Meta expands teen content safeguards across its apps

June 8, 2026

Meta has expanded its 13+ content settings for teen accounts on Instagram, Facebook and Messenger worldwide, extending safeguards first introduced on Instagram in four countries.

The default setting is designed to show teenagers age-appropriate content and reduce exposure to material deemed unsuitable for their age group. On Facebook, it hides inappropriate content in areas such as Feed and Reels, and limits teens’ interactions with profiles, pages, groups and events that mainly post such material.

On Messenger, the setting restricts teenagers from viewing links to inappropriate Facebook content and from chatting with accounts that mainly share inappropriate material on Facebook. A stricter option, called Limited Content, will also be introduced on Facebook and Messenger later.

Separately, Meta is testing an additional measure on Instagram to stop teenagers from repeatedly seeing clusters of posts on certain sensitive themes, including nutrition, weightlifting and ways to cope with anxiety.

Meta said it wants that material, which can be helpful in some cases, to appear in a more balanced way rather than dominate a teen’s Explore, Feed or Reels recommendations in a single session.

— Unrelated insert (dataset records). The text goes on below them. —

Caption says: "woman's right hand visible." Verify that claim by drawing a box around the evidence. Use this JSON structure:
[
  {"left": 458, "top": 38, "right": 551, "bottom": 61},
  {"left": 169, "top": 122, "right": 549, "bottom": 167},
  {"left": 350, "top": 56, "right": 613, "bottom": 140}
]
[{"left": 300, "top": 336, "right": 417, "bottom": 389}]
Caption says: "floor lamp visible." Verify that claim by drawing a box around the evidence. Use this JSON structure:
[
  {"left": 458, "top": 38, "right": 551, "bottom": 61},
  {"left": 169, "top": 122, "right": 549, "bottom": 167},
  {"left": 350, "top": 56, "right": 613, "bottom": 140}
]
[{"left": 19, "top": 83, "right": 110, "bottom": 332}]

The test is part of a broader effort to shape what younger users see by default.

Parent feedback

Nine out of 10 teenagers kept the 13+ content setting after it launched on Instagram in the US, UK, Australia and Canada, according to Meta. The company also asked parents around the world to assess content on Facebook and Instagram for suitability for teenagers.

Meta said hundreds of thousands of parents rated more than 15 million pieces of content. In its latest survey of parents in the US, UK, Australia and Canada, fewer than 2% of posts recommended to teenagers on Facebook were considered inappropriate for teens by most parents, it said.

Meta also commissioned Alice, formerly known as ActiveFence, to conduct what it described as adversarial stress-testing of the teen account settings. The external review compared mature themes on Instagram with those on a leading competitor and with films rated 13+.

According to Meta, the assessment found that Instagram teen accounts using the default 13+ setting saw 68% less mature content than the competitor’s teen experience. Under the stricter Limited Content setting, teens saw 96% less mature content than on the rival service.

Meta said the review also concluded that when mature content did appear on Instagram teen accounts, it was less intense than comparable material on the competitor platform and in 13+ rated films. It added that Instagram blocked mature search terms more often than the rival service.

Areas for improvement

The external review identified two gaps that Meta said it has addressed. One involved a small number of accounts sharing age-inappropriate content that were not fully captured by the company’s existing detection systems.

Meta said it updated its signals to improve detection after identifying the issue, citing the review’s findings on the outcome.

“these improvement measures were subsequently retested and found to be effective prior to publication.”

The second issue centred on “car surfing”, which Meta said had emerged as a new online trend. The behavior had not yet been explicitly covered in the same way as “subway surfing”, which was already restricted for teens, so the company updated its policies to limit that content for younger users.

The teen settings are based in part on public movie-rating guidance and parent feedback, although Meta said its moderation systems are not the same as a film ratings board. It said the benchmark was used as a familiar reference point for parents rather than as a direct equivalent.

The latest changes show how large social media groups are refining age-based controls as scrutiny of child safety online remains intense. They also underline Meta’s effort to rely on default settings, independent testing and parent input as it adjusts what teenagers can see and who they can interact with across its apps.